Tonight in London, film magazine Sight & Sound (published by the British Film Institute) announces its once-in-a-decade poll of the greatest films of all time, “perhaps the most recognized poll of its kind in the world.” The poll was first conducted in 1952. Earlier this year they asked about 800 critics, programmers, academics and curators from around the world to make submissions, including yours truly. Below I’ve copied the list I sent in along with my motivations. And yes I included one film with a sports theme. I think probably one or two of my selections made it to the final rankings. I would love to hear your opinions.
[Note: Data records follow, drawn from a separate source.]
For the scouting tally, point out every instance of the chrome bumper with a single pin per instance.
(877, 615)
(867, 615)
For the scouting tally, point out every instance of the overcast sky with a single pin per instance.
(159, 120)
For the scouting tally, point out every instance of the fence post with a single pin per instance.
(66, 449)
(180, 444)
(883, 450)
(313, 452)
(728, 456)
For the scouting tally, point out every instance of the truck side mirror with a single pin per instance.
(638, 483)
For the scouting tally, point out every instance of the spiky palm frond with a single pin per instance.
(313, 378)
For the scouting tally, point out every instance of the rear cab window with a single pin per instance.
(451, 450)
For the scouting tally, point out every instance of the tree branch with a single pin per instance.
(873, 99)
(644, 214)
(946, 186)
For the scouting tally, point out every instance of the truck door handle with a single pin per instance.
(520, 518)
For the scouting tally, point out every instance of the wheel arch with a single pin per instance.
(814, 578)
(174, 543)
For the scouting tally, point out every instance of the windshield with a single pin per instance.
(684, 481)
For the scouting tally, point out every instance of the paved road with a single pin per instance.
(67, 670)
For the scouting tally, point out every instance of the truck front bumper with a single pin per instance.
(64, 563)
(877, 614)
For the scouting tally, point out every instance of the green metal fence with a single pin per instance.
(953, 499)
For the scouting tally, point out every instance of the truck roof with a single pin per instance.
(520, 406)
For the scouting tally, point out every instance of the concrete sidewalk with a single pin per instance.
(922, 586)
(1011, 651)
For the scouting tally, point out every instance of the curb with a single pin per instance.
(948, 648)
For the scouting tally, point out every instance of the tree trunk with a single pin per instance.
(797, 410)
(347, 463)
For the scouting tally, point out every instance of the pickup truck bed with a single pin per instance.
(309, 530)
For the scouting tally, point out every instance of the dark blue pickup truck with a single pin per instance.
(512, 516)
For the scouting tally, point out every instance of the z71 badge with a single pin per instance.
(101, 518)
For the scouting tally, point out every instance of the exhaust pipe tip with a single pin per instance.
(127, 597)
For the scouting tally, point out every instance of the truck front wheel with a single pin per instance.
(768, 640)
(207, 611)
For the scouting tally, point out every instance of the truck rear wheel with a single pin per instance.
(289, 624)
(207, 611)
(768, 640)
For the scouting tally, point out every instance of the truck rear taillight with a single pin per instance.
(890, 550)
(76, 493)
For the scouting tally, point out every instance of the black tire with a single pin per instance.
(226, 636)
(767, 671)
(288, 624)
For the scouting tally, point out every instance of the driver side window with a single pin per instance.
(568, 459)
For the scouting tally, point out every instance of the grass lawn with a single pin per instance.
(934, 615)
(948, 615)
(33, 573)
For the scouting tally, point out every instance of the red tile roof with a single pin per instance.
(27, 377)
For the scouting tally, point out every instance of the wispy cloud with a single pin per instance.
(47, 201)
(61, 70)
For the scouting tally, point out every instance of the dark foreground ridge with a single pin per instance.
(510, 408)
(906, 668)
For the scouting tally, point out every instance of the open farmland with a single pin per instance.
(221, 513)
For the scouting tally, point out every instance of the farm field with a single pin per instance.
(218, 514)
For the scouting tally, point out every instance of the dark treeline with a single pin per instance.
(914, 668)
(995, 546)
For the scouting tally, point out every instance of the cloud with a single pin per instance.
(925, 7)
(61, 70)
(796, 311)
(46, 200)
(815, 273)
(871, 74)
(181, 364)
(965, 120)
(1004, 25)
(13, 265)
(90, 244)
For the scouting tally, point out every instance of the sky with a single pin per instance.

My ten films (in no particular order) are:
4. Raging Bull
7. Borom Sarret
10. The Birds
I chose these ten films as they have had the biggest impact on my own view of cinema. Battle of Algiers stands alone as a piece of fictional documentary. I like both Emile de Antonio’s 1968 documentary “In The Year of the Pig” (1968) and Peter Davis’s “Hearts and Minds” as definitive pieces of work on Vietnam (I think Davis used some of de Antonio’s footage). Filmmakers as diverse as Michael Moore and Errol Morris swear by “The Emperor’s Naked Army Marches On,” about a Japanese World War II veteran. “Casablanca” (a film set in Africa with hardly any Africans in it), Hitchcock’s “The Birds,” “The Godfather (I)” and “Raging Bull” are all classic films. Finally, I picked two African films knowing full well those won’t probably make it far in the poll, but I feel strongly about their value as cinema. “Borom Sarret” (The Wagoner), an 18-minute film set in newly independent Senegal by Ousmane Sembene. The film is considered the first directed by a black African in 1966. And finally, I decided on including “Mapantsula,” a 1988 film about a gangster-activist made by the black-white South Africa duo of Thomas Mogotlane and Oliver Schmitz and which I consider the definitive film on Apartheid.